Three lines of Japanese lawn grass, No.1, No.17 and No.35 were collected from different places in Japan and preserved by the Grassland Development Lab.. These were planted in Wagner pots and grown in green houses (25/20°C, day/night) as materials for an experiment. Line No.1 was collected in Nagasakibana, Kagoshima, line No.17 in Sugadaira, Nagano and line No.35 in Oono, Hokkaido.
These plants were grown for a week (Nov. 6-Nov.13, 1990) at 20/15°C, day/night, in order to acclimatize the plants to low temperatures. Then, the plants were divided into three groups and grown for two weeks (Nov.14-Nov.29 ) under three different conditions, i.e. control (20/15°C, day/night), low temperature (15/10°C, day/night) and, low temperature and long day (15 /10 °C, day /night, with an aditional illumination of 2.5 hours) .
We picked five 2nd-leaves and measured their photosynthetic rate 29 using portable photosynthetic measurement (SPB-1 type, ADC Co.) .
The leaf-colour differences of 2nd-cut leaves were also measured on Nov.6 and 29 using colour and colour difference meter (ND-101D, Nihon Denshoku) .
The results obtained were as follows.
1) The leaf photosynthetic ability of control treatment was maintained for most of the experimental period in all lines.
The leaf photosynthetic abilities of No.17 and No.35, wich were exposed to low temperature treatment and low temperature with long day treatment decreased rapidly after each treatments. However, the photosynthetic abilities of line No.1 remained for the first two weeks and then decreased.

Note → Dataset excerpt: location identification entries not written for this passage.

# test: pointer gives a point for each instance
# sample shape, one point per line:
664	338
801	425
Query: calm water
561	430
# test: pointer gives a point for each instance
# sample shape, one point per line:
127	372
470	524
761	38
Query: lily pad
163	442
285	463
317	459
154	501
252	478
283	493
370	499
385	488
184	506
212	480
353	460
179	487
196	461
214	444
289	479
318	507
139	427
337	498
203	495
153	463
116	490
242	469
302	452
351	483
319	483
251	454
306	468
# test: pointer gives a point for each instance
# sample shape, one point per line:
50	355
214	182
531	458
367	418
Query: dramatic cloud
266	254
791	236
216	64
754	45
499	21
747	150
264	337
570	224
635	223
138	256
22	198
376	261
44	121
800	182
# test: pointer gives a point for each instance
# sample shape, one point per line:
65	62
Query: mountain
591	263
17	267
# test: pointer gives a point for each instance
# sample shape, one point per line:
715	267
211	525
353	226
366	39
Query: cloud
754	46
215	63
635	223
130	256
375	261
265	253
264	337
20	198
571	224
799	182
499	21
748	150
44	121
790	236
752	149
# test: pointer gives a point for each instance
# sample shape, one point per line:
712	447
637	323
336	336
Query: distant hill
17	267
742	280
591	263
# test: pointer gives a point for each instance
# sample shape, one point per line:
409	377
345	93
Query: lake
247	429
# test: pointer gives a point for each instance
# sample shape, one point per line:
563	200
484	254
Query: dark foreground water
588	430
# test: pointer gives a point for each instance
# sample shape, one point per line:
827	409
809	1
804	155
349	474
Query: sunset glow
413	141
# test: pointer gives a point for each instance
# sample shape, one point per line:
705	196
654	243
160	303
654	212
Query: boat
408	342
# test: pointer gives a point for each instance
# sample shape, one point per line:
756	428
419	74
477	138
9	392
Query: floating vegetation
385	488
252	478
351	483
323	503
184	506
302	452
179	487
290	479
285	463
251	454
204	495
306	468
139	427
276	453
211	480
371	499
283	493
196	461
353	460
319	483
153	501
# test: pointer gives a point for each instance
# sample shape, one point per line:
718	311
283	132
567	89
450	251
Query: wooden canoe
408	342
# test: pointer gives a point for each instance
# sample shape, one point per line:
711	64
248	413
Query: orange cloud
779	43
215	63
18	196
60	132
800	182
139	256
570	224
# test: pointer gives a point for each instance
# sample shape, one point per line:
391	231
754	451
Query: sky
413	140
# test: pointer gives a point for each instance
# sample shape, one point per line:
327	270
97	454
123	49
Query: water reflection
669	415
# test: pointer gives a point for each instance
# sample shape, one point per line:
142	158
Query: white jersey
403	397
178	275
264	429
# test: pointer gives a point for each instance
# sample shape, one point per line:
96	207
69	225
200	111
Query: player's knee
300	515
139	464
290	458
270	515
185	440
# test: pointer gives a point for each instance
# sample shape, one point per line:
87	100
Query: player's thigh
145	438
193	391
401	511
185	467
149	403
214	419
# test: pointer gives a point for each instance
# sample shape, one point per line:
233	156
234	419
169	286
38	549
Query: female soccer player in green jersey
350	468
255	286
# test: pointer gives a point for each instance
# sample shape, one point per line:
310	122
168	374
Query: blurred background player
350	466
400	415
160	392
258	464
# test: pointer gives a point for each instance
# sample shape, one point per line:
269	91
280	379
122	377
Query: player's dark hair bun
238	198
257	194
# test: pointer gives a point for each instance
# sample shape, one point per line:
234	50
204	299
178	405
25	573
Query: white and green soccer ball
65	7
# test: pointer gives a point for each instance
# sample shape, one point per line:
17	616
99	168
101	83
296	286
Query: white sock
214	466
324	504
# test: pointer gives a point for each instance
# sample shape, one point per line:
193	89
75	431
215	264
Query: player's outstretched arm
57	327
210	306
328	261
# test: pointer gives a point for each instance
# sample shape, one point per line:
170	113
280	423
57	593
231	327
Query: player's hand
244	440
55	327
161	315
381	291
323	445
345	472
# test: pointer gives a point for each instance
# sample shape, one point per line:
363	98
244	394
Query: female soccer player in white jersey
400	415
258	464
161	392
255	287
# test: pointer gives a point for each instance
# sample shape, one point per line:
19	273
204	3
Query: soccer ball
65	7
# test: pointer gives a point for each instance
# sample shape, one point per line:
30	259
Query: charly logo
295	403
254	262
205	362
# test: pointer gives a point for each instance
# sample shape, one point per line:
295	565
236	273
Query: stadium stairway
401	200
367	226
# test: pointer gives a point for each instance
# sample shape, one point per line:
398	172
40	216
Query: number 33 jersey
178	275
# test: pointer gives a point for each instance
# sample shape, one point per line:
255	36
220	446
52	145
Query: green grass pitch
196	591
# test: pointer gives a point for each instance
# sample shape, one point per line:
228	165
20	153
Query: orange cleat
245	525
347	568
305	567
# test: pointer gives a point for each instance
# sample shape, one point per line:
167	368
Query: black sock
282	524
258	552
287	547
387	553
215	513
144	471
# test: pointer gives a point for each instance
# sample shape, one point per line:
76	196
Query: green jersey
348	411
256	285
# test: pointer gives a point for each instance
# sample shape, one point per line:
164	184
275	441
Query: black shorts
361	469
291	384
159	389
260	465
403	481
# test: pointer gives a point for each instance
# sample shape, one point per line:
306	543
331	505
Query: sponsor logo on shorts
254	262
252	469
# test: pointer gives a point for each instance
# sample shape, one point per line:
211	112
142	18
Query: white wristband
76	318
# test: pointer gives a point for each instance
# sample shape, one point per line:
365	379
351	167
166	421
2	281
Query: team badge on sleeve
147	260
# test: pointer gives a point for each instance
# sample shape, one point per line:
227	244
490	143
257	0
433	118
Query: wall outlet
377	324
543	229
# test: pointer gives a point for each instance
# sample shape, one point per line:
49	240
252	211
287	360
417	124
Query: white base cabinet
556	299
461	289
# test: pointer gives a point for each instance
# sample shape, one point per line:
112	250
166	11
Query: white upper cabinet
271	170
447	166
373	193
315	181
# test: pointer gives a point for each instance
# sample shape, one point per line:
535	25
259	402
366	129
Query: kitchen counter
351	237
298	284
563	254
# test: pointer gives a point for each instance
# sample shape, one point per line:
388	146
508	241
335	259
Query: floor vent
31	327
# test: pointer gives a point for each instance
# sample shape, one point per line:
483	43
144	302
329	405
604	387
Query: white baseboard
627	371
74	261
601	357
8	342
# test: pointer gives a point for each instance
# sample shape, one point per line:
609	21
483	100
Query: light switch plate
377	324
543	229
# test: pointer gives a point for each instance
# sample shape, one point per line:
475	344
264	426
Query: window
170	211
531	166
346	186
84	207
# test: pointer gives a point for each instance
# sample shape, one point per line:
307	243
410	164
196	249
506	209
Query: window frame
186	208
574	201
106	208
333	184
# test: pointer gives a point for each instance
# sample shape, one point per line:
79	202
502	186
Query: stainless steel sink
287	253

These results reveal that the decrease in photosynthetic ability during the period preceding dormancy is caused by drop in air temperatures and not by leaf-aging or photoperiodic response accompanied with short day.
It is also shwn that the photosynthetic ability of Japanese lawn grass grown in high latitudes is more sensitive to low temperatures than the photosynthetic ability ability of grass grown in low latitudes.
2) The leaf-colour of Japanese lawn grass changed from yellow-green to orange, and the change of a
*was larger than L
*or b
*, during the experiment. It is clear that these colour-change and colour differences were caused by low temperatures, and these phenomena were closely connected with the change in photosynthetic ability.